Accustomed in the present day to the highest degree of civil and religious liberty that man perhaps can ever expect to enjoy, free to express our opinions without the terrors of the stake or the tortures of the rack to awe us into silence, or force us into dissimulation, it is with a mixture of curiosity and indignant surprise that we cast back our glance over a space of centuries, and see our ancestors struggling in all the mazes of ignorance and the labyrinths of superstition, alike passive under the mental tyranny of their monkish rulers and the bodily servitude of their despotic Lords. But every thing in this world changes, and excessive tyranny only more effectually prepares the way for perfect freedom. The minds of men in some degree induced to reason by the measures of Henry the Eighth were no longer to be blinded by false pretenses or intimidated by impotent threats, and the commencement of the Reformation dawned steadily and beautifully through the mists of papistic craft that the mental sloth of ages had permitted to accumulate. It is difficult for us to imagine the despotic control at that time exercised over the whole faculties, whether physical or mental, of our ancestors, and it requires some effort to picture to ourselves the revivifying effect that must have attended the spreading of the reformed doctrines. Men, who had seldom exerted their reasoning powers, were at once invited to discuss theological difficulties, and to solve the deepest mysteries of religion: and as by the reformed tenets every matter was open for discussion, there were few bounds set to inquiry; but various tenets and various opinions were as quickly spread, as eagerly adopted.
At this critical moment a translation of that Book, by all allowed to be the only proper guide of conduct, the only safe chart by whose aid man could hope to steer through the stormy seas and dangerous shoals with which his course is surrounded, was published and set forth: and its effect in hushing controversy and silencing factious clamour, may not unaptly be compared to that of the sun, when he breaks through the fast flitting clouds, and shining forth, dispels them by his brightness; and day, beautiful day, reigns in all its splendour.
The light that thus broke through the mental darkness of the reign of Henry the Eighth, fed as it was by the Holy Word of God, burnt purely and steadily; and although adverse winds and hostile gusts shook its flame for a time during the reign of Mary, they could not extinguish it, but left it to throw its calm and heavenly rays on our own and future ages.

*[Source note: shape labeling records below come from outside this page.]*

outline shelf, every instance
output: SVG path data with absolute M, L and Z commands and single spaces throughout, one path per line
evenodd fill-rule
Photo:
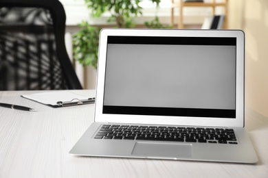
M 219 6 L 223 6 L 225 8 L 225 20 L 224 20 L 224 28 L 227 28 L 227 20 L 228 20 L 228 0 L 223 0 L 223 2 L 218 3 L 215 2 L 215 0 L 212 0 L 212 3 L 206 2 L 184 2 L 183 0 L 180 0 L 179 3 L 175 3 L 174 0 L 172 0 L 171 6 L 171 24 L 174 27 L 174 9 L 179 8 L 179 16 L 178 16 L 177 28 L 183 28 L 183 8 L 188 7 L 200 7 L 200 8 L 212 8 L 212 14 L 215 15 L 215 8 Z

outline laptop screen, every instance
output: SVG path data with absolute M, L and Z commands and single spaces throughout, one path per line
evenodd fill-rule
M 236 38 L 108 36 L 103 114 L 236 118 Z

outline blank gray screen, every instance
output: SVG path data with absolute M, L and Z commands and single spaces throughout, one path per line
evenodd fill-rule
M 235 46 L 107 48 L 104 105 L 235 109 Z

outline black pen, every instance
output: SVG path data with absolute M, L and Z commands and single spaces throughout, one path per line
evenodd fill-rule
M 25 106 L 0 103 L 0 107 L 8 107 L 23 111 L 36 111 L 36 110 Z

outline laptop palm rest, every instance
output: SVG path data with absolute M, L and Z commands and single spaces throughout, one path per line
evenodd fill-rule
M 192 157 L 192 145 L 137 142 L 134 147 L 132 155 L 156 157 Z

The translation of the Bible is now for the first time reprinted, and words of ours are not necessary either to point out its worth or to extol its merit, or cite it for its interest or celebrate it for its rarety -- but it goes forth once again into the world as the labour of a man eminent for his piety and his learning, as a faithful version of the original Scriptures, and as one of the means to which we may gratefully ascribe the establishment of our present national religion.
Well, that certainly puts your Uncle Di in his place. What called to mind that superb gasconade was the following snip from the current Church Times (UK):
AN ANGLICAN CLERIC who converted to Hinduism has had his permission to officiate as a priest in the Ely diocese renewed for three years.
The inclusive approach. Were time-travel made available to our nameless Prefator, so that he could pop up today at Lambeth Palace to view his national religion in its 2006 condition, would he, I wonder, be tempted to modify his judgments of 1838? Or would he fit into our present age as comfortably and uncritically as he fit into his own?